Comment by marcan_42

4 years ago

It isn't, because otherwise it would be showing the ~same performance with and without sync commands, as I showed in the thread. There is a significant performance loss for every drive, but Apple's is way worse.

There is no real excuse for a single sector write to take ~20ms to flush to NAND, all the while the NAND controller is generating some 10MB/s of DRAM traffic. This is a dumb firmware design issue.

9 comments

marcan_42

supermatt 4 years ago

It may be interpreting it differently.
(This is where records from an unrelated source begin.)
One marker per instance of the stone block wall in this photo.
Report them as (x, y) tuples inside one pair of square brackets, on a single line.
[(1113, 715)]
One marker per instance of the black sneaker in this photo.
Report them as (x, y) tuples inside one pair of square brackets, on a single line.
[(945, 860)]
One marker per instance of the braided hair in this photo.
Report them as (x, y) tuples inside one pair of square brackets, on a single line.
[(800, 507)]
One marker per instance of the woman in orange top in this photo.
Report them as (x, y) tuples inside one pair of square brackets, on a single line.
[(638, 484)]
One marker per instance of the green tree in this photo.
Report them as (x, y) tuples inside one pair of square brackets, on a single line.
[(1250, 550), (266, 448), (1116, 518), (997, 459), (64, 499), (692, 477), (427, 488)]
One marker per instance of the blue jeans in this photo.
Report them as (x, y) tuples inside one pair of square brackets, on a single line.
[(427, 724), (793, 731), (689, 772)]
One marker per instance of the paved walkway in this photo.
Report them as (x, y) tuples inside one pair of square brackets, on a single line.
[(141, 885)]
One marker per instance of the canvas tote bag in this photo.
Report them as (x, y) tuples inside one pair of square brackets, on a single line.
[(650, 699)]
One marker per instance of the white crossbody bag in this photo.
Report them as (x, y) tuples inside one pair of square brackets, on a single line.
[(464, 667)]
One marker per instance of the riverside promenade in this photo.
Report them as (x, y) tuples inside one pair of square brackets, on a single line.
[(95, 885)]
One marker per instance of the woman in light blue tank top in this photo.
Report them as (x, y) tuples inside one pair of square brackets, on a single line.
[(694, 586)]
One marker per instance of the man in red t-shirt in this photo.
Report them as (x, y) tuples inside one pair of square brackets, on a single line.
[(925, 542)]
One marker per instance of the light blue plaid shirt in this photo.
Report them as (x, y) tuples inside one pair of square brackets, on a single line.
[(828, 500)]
You arent comparing apples to apples, quite literally.

Why not compare macOS and linux on approved x86 mac hardware. i.e. fusion drive or whatever.

Also, as suggested - try F_BARRIERFSYNC, which flushes anything before the barrier (used for WAL IIRC).

marcan_42 4 years ago
This affects T2 Macs too, which use the same NVMe controller design as M1 Macs.
We've looked at NVMe command traces from running macOS under a transparent hypervisor. We've issued NVMe commands outside of Linux from a bare-metal environment. The 20ms flush penalty is there for Apple's NVMe implementation. It's not some OS thing. And other drives don't have it. And I checked and Apple's NVMe controller is doing 10MB/s of DRAM memory traffic when issued flushes, for some reason (yes, we can get those stats). And we know macOS does not properly flush with just fsync() because it actively loses data on hard shutdowns. We've been fighting this issue for a while now, it's just that it only just hit us yesterday/today that there is no magic in macOS - it just doesn't flush, and doesn't guarantee data persistence, on fsync().
- supermatt 4 years ago
  
  Ive just been scanning through linux kernel code (inc ext4). Are you sure that its not issuing a PREFLUSH? What are your barrier options on the mount? I think you will find these are going to be more like F_BARRIERFSYNC.
  I couldnt find much info about it - but the official docs are here: https://kernel.org/doc/html/v5.17-rc3/block/writeback_cache_...
  
  5 replies →
throwawaylinux 4 years ago

It seems to be pretty apples to apples, they're running the same benchmark using equivalent data storage APIs on both systems. What are you thinking might be different? The Linux+WD drive isn't making the data durable? Or that OSX does something stupid which could be the cause of the slowdown rather than the drive? Both seem implausible.